There is a special kind of panic that arises from frantically looking through revision notes right before an exam. You try and absorb any information possible, your eyes scanning the highlighted words, before you put them away and walk to your seat, only to sit down and think “Well…can’t really remember any of that”. The retention rate is low and engagement with the topic is superficial, especially if you have been staying up late the last few nights. Sleep is really key to cementing knowledge, so if you haven’t been getting enough rest in the run up to an exam, it’s likely that any last-minute revision will slip away easily.
Far more effective is when you have been learning regularly throughout the year: paying attention in class, completing homework, and then starting revision early, slow and steady, till the day comes and you can draw on your layers of knowledge to ace the exam.
The topics that we engaged with at school – To Kill a Mockingbird is often cited as a favourite – are the ones that we can speak about years later. They are the ones that will stick with us. Trying to memorise and then regurgitate two years of content might get you through an exam, but it won’t leave you with much once the exam is done. A culture of cramming – where students are constantly falling back on last-minute revision, and are even encouraged to do so – is indicative of how we think of education.
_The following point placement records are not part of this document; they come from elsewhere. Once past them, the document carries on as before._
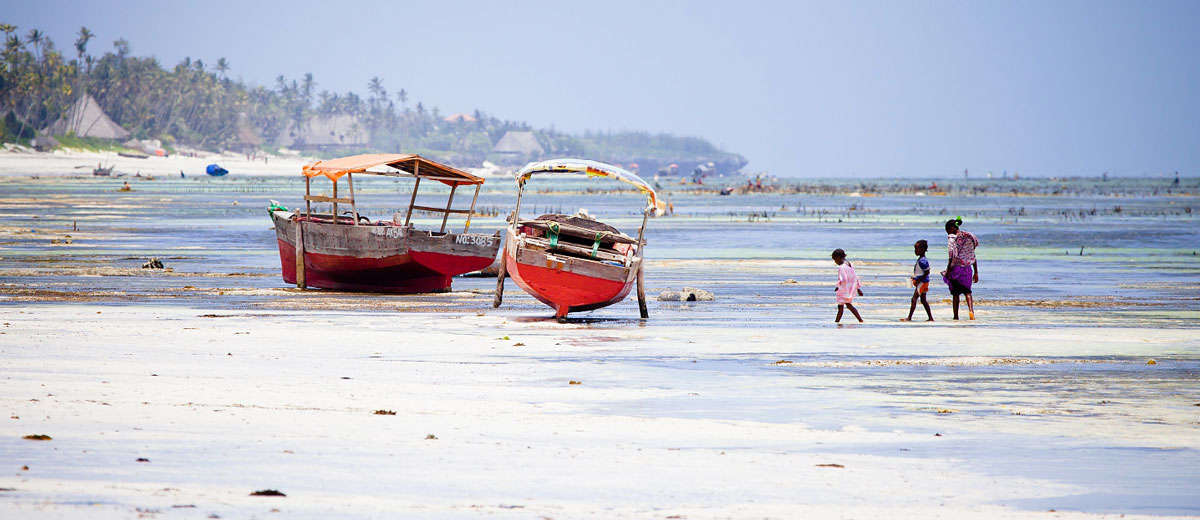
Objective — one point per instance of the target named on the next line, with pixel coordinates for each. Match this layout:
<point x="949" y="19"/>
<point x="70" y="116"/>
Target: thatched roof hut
<point x="87" y="119"/>
<point x="519" y="144"/>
School stops being about learning, and is instead about passing an exam – a box ticking exercise. This is hugely reductive and limiting.
Education equips us with the skills – both academic, emotional and social – to thrive in the world and contribute something positive. It builds our curiosity, our critical thinking and our questioning. Last minute revision undoes all this, and shifts the focus from out-of-the-box thinking to jumping through the hoops for an exam. We should be inspired to think creatively and make connections between subjects and themes that haven’t been thought of before. Being spoon-fed information that is then desperately memorised before an exam may be conducive to passing, but it’s not conducive to learning.
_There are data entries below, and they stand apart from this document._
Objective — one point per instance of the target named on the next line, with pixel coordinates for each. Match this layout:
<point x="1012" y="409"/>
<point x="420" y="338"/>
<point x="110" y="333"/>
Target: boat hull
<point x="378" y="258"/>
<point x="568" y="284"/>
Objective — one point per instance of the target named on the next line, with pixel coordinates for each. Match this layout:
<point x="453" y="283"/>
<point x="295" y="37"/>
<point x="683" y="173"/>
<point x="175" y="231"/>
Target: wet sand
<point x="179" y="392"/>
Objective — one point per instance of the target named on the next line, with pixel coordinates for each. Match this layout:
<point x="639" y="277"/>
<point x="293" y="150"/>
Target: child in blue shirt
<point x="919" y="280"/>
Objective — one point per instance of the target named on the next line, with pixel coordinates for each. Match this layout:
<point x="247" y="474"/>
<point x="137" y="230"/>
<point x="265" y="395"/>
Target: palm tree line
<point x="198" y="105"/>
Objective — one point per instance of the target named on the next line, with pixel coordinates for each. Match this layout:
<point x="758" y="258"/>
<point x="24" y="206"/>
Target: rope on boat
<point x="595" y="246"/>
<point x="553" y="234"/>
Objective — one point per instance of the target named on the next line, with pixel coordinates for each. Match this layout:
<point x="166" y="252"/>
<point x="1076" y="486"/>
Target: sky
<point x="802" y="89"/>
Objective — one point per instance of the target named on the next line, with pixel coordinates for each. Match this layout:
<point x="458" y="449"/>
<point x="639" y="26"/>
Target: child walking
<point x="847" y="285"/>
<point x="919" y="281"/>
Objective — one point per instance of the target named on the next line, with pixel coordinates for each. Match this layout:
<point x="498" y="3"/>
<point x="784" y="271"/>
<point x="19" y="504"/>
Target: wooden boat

We should step away from a culture of cramming and try and recentre what education means to us. But in the short-term, and especially if you are a student, there are some simple methods that can help you learn better.
AT CENTURY, we are big believers in learning better and learning steadily; embedding robust learning rather than stuffing your brain with facts for short term retrieval. We rely on neuroscience, not pseudoscience, and these are our main principles for becoming a better learner:
Interleaving: rather than studying one subject for a whole day, study multiple topics (English, then Geography, then English again, then Spanish). This pushes the brain to make unique connections between topics and to effortfully remember different subjects, which deepens long-term memory retention.
Test yourself: this reviews the topic and practises your memory recall abilities, which will be very useful during the exam.
Start early, study slowly: easier said than done, but doing a chunk of structured revision and then doing something different, like playing football or going to the cinema, will be more effective and enjoyable than “Today, I will do as much as I can…oh gosh, it’s 11pm and my exam is in two days and I can’t tell you where the time has gone”
The value of learning in a better way doesn’t end after A-levels or even after university. We live in a world which is changing so rapidly that being able to understand, critique and remember new information is increasingly important. And honestly, anything is more fun than those awful panicky hours before a exam.